First and foremost, look into your eating habit.  You can do this easily by taking notes of what you eat for breakfast, lunch, dinner, and anything in between into a piece of paper. Do this for one week, and you will be surprised to see that there are so many junks you put into your body without realizing it. Do you eat a lot of fast food meal such as burgers and french fries? Do you eat a lot of popcorn and potato chips? Do you drink a lot of sugary drinks and soda?

Once you identify your eating habit problem, create a few ground rules as follows:

1.       Don’t go to fast food restaurants. No more McDonalds, Wendy’s, Burger King.

2.       No more popcorn and potato chips. They are really unhealthy.

3.       No more sugary drinks and soda. If you must drink soda, stick to the diet ones.

4.       Reduce dining out at restaurants if possible.

5.       If you eat out at a restaurant, eat half and take the left over to take to work for lunch.

Those simple to follow rules will be a very good start of improving your dietary habit.

I go one step further; I bought several cookbooks and started cooking my meals and no more take outs (only when I really have to). I never learned to cook and within weeks, I can cook so many different dishes without any problem. Cooking is really easy, and it is healthy; you always use fresh oil, and you use fresh ingredients. You know exactly what’s in your food, and that is a very good thing in managing prediabetes because you can make sure you avoid food or ingredients that you are not supposed to eat.

Moderate exercise

I use the word “moderate” here, because many people use too many excuses for not doing exercise. There is no need to do that 5 times a week advice. I exercise 3 times a week, each no more than half hour, and the result is amazing. Remember prediabetes responds very well to exercise, because it improves your body’s metabolism and natural ability to lower blood sugar level.

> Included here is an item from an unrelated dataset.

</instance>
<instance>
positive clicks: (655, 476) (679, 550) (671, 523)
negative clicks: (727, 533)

This is what I do – I join a local gym 5 minutes away from where I live. Location is very important. If you pick a gym located far from where you live, it is very unlikely that you will stick to your plan. You will start to miss your schedule, you will be too tired, or it is raining and you don’t want to get wet, you can find a million excuses to justify your laziness.

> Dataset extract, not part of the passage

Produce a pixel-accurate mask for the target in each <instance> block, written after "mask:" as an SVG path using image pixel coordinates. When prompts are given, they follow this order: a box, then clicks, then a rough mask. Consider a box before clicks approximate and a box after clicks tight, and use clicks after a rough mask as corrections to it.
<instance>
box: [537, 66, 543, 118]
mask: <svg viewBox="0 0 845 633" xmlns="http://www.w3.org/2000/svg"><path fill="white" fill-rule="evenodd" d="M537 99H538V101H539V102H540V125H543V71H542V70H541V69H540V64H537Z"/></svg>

Then I start a new habit by going to the gym on Monday, Wednesday, and Friday. I rotate between treadmill, stationary bike, and elliptical on each visit. Occasionally I lift weight, just for a change, but also to strengthen my muscle. It is known that muscle will burn fat, so the benefit is two-fold. You can tailor your own schedule and exercise plan that will meet your requirement.

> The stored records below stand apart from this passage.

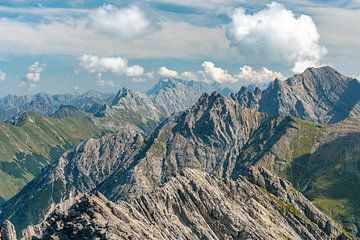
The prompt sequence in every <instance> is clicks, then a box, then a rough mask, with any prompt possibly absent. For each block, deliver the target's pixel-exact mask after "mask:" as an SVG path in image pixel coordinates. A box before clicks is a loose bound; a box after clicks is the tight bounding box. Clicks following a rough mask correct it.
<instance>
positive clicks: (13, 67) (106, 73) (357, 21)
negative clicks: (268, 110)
mask: <svg viewBox="0 0 360 240" xmlns="http://www.w3.org/2000/svg"><path fill="white" fill-rule="evenodd" d="M180 2H181V3H180ZM359 22H360V0H348V1H346V0H336V1H326V0H317V1H315V0H313V1H310V0H289V1H281V0H279V1H275V2H274V1H266V0H208V1H203V0H182V1H175V0H157V1H153V0H142V1H130V0H112V1H111V0H110V1H106V2H105V1H98V0H88V1H85V0H67V1H66V0H65V1H52V0H38V1H33V0H0V96H4V95H7V94H17V95H28V94H35V93H37V92H48V93H52V94H54V93H66V92H68V93H70V92H80V93H82V92H85V91H88V90H98V91H101V92H115V91H117V90H118V89H120V88H122V87H128V88H132V89H135V90H138V91H146V90H147V89H149V88H150V87H151V86H153V85H154V84H155V83H156V82H157V81H158V80H159V79H160V78H167V77H177V78H182V79H184V80H196V81H204V82H207V83H217V84H221V85H223V86H228V87H230V88H232V89H234V90H236V89H239V88H240V87H241V86H242V85H250V84H251V85H257V86H260V87H264V86H266V85H267V84H268V83H269V82H270V81H272V80H274V79H275V78H278V79H286V78H287V77H289V76H291V75H293V74H294V73H300V72H302V71H304V70H305V69H306V68H307V67H319V66H323V65H330V66H332V67H334V68H336V69H337V70H338V71H340V72H342V73H343V74H345V75H348V76H351V77H357V76H360V67H359V65H360V44H359V43H360V28H359Z"/></svg>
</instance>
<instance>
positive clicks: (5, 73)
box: [0, 71, 6, 81]
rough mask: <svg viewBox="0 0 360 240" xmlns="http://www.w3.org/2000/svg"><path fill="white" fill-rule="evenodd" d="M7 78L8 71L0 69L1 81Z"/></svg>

Within a few weeks, I start dropping pounds every week. Remember, you must weigh yourself every day and at the same time. I suggest doing it in the morning when you wake up. I lost approximately ten pounds in one month and keep it off until today almost a year later. Your weight will go up and down in the process; this is normal. In the long run it will gradually go down.

So to summarize:

1.       Join a gym

2.       Pick the one closest to home (or closest to work)

3.       Pick a schedule 3 times a week (in the morning or after work)

4.       Get on a scale every morning at the same time

Blood sugar monitor

Every morning I take a fasting blood sugar test at 6:30 AM (before breakfast). Fasting blood sugar test means you cannot eat or drink anything (other than water) ten hours prior to the test. Since I take mine at 6:30 AM, that means I cannot eat or drink after 8:30 PM.  My blood sugar drops from diagnosis time at 151 mg/dL to hovering between 100 – 120 mg/dL.

If you change your eating habit and adopt a moderate exercise as I describe above, you will see a positive result. I still need to tailor my diet and exercise regimen because I notice that I hit a “plateau” where my blood sugar level does not go lower than 100 mg/dL. I think I may need to step up a bit in my diet and exercise habit. In any case, I am on the right track to beating my pre diabetes. I hope you can do it too.